ERIC Number: ED264505
Record Type: RIE
Publication Date: 1985-Nov
Reference Count: 0
The Feminization of Poverty for Midlife and Older Women and Its Effects on Their Health.
There are 16.4 million women over age 65 in this country, compared to 11 million men. The 41 percent of this population who live alone are the poorest of the poor in this country, with an annual median income of just over $3,000 for white women and little more than $2,000 for black women. This abject poverty affects the ability of these women to receive good medical care and to maintain lifestyles conducive to good health. Medicaid and Medicare costs, and rapidly inflating health care costs deprive many women of needed health care services. The lack of preventive health care services, the lack of long-term care for chronic illness, and the lack of available health care insurance all contribute to the older woman's health care deprivation. Increasing her poverty is her role as caregiver for her chronically ill or disabled spouse, a role which leaves her little economic stability. Several measures can aid the indigent older woman in acquiring needed health care.

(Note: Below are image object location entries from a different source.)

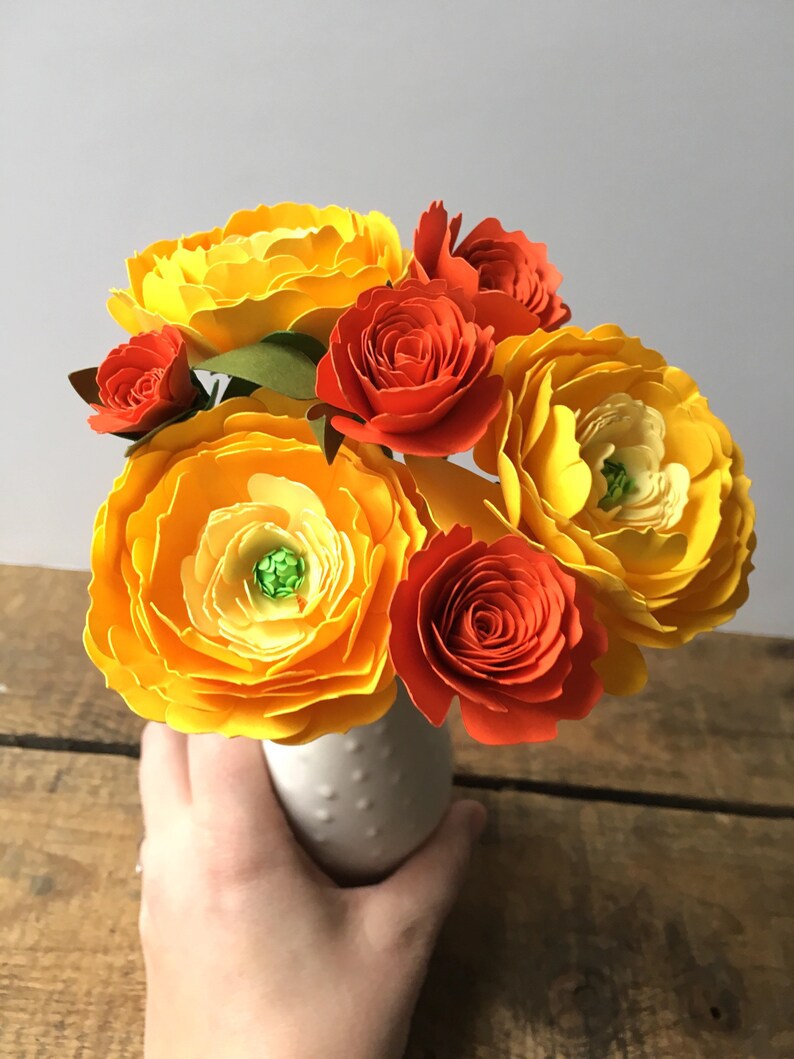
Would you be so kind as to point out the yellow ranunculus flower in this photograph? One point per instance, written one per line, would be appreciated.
(241, 586)
(611, 460)
(274, 268)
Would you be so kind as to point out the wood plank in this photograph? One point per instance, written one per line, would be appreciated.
(585, 929)
(713, 722)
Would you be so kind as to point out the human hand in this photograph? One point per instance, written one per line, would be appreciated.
(250, 949)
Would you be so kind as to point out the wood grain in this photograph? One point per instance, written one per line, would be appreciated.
(585, 930)
(713, 722)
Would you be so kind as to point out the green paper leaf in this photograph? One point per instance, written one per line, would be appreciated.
(85, 384)
(239, 388)
(276, 365)
(204, 400)
(328, 437)
(311, 346)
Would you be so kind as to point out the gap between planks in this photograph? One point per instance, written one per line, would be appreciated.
(578, 792)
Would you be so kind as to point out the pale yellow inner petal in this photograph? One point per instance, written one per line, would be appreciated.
(220, 592)
(630, 432)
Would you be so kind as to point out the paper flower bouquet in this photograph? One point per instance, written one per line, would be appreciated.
(288, 536)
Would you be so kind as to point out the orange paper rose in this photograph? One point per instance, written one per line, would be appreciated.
(241, 586)
(504, 628)
(413, 364)
(143, 383)
(509, 280)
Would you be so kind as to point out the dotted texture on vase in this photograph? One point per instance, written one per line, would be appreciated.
(362, 802)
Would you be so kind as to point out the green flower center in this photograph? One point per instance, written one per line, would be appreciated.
(280, 573)
(618, 484)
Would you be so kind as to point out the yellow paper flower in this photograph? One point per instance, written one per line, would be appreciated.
(241, 586)
(611, 460)
(269, 269)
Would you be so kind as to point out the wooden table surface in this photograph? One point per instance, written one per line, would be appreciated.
(632, 896)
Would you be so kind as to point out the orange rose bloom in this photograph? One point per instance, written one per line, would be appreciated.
(241, 586)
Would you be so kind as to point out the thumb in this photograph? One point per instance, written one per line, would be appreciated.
(426, 886)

These include: (1) encouraging Health Maintenance Organizations projects for health care cost reduction; (2) providing incentives to insurance companies for developing long-term care insurance; (3) reuniting federal health care policies; (4) developing specific training programs for health care professionals on the unique issues of women and aging; and (5) sponsoring research on women's major health problems such as osteoporosis, breast cancer, and hormone therapy. (ABB)
Publication Type: Opinion Papers; Speeches/Meeting Papers
Education Level: N/A
Authoring Institution: N/A
Note: Paper presented at the Annual Scientific Meeting of the Gerontological Society (38th, New Orleans, LA, November 22-26, 1985).